Wakil Gubernur Kepulauan Bangka Belitung, Hellyana. (ist)
menitindonesia, PANGKALPINANG — Wakil Gubernur Kepulauan Bangka Belitung, Hellyana, divonis bersalah dalam kasus penipuan tagihan hotel oleh Majelis Hakim Pengadilan Negeri Pangkalpinang.
Dalam putusannya, majelis hakim menjatuhkan hukuman empat bulan penjara kepada Hellyana dan memerintahkan terdakwa untuk ditahan.
Sidang pembacaan putusan berlangsung di Ruang Tirta PN Pangkalpinang, Senin (18/5/2026).
Ketua Majelis Hakim, Marolop Winner Pasrolan Bakara, menyatakan Hellyana terbukti secara sah dan meyakinkan melakukan tindak pidana penipuan sebagaimana dakwaan jaksa penuntut umum (JPU).
“Terdakwa terbukti secara sah melakukan tindak pidana penipuan sebagaimana dalam dakwaan. Menjatuhkan pidana penjara selama empat bulan dan memerintahkan terdakwa untuk ditahan,” kata Marolop dalam persidangan.
Vonis tersebut lebih ringan dibanding tuntutan jaksa sebelumnya yang meminta Hellyana dihukum delapan bulan penjara berdasarkan Pasal 378 KUHP juncto Pasal 64 ayat (1) KUHP.
Usai sidang, kuasa hukum Hellyana, Dhimas Putra Ramadhani, menyatakan pihaknya akan mengajukan banding atas putusan tersebut.
Menurut Dhimas, ada sejumlah poin dalam nota pembelaan atau pledoi yang tidak dipertimbangkan majelis hakim.
“Vonis tadi, kami tentu sudah menanyakan kepada Ibu Hellyana. Jadi kami rencana akan banding. Menurut kami, ada beberapa yang dari pledoi kami tidak diterima oleh hakim,” ujarnya.
Pihak kuasa hukum juga menyoroti penerapan Pasal 492 KUHP baru terkait tindak pidana penipuan.
Menurut Dhimas, unsur menggerakkan orang untuk membuat utang seharusnya dibuktikan melalui alat bukti yang jelas, termasuk percakapan atau chat yang disebut jaksa dalam dakwaan.
“Di dakwaan jaksa disebut ada bukti chat, tapi di fakta persidangan tidak ada. Itu yang kami pertanyakan kenapa tetap diterima,” katanya.
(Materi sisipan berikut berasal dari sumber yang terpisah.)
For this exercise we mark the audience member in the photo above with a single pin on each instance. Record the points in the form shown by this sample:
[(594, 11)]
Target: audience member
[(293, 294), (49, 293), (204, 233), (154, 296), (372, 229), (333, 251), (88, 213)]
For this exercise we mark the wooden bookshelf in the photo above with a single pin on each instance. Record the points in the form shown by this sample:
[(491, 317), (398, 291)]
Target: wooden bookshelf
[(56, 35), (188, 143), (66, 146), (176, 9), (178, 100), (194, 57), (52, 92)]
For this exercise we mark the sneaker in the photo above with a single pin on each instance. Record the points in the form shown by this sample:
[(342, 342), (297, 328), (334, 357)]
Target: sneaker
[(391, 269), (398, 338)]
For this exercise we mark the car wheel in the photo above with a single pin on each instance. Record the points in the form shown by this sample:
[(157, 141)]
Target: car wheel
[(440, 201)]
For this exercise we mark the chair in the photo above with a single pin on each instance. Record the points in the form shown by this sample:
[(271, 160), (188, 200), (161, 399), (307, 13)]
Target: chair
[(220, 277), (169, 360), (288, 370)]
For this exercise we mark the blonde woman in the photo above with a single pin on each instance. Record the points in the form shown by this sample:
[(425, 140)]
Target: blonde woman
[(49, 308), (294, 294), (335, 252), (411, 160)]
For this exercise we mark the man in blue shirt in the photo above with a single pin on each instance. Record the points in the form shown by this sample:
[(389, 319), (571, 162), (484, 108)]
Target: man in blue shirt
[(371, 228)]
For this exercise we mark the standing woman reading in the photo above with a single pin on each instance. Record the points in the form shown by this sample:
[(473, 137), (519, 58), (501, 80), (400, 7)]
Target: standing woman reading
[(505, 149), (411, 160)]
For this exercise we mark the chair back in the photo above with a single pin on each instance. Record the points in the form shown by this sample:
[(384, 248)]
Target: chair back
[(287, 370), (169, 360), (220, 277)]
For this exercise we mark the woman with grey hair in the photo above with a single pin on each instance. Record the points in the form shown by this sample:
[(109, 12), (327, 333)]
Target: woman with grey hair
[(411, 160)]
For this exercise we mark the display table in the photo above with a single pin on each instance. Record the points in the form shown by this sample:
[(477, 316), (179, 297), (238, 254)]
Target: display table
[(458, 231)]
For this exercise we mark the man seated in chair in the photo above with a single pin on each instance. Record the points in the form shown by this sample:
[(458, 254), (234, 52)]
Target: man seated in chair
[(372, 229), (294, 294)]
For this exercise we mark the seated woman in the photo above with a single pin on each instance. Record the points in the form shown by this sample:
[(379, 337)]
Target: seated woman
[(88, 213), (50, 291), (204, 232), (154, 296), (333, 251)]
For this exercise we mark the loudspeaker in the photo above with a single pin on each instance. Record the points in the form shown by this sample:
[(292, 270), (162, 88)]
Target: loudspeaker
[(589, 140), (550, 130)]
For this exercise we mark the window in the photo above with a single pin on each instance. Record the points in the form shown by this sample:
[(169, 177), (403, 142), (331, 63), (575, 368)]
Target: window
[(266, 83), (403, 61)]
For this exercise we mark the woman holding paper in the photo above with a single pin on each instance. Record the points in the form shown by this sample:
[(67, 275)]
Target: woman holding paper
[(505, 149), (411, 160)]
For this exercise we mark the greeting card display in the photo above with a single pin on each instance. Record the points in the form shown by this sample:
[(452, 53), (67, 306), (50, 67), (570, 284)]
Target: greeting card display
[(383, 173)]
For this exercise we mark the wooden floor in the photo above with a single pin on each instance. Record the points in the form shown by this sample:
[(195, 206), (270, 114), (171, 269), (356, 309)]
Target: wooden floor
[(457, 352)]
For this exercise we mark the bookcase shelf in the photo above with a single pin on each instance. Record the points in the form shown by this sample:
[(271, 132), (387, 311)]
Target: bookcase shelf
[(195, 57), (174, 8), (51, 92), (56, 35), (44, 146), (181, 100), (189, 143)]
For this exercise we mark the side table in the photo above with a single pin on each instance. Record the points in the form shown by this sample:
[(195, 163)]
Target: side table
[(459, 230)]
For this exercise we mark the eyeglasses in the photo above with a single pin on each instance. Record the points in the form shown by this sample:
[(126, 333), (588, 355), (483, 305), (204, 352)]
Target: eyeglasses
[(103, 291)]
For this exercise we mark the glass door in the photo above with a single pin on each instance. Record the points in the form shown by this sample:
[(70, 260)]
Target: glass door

Kasus ini bermula dari laporan mantan manajer salah satu hotel di Pangkalpinang berinisial AL terkait dugaan penipuan pemesanan kamar hotel saat Hellyana masih menjabat anggota DPRD Bangka Belitung periode 2023-2024.
Dalam proses penyidikan, Polda Bangka Belitung menetapkan Hellyana sebagai tersangka pada 25 September 2025 melalui Ditreskrimum Polda Babel.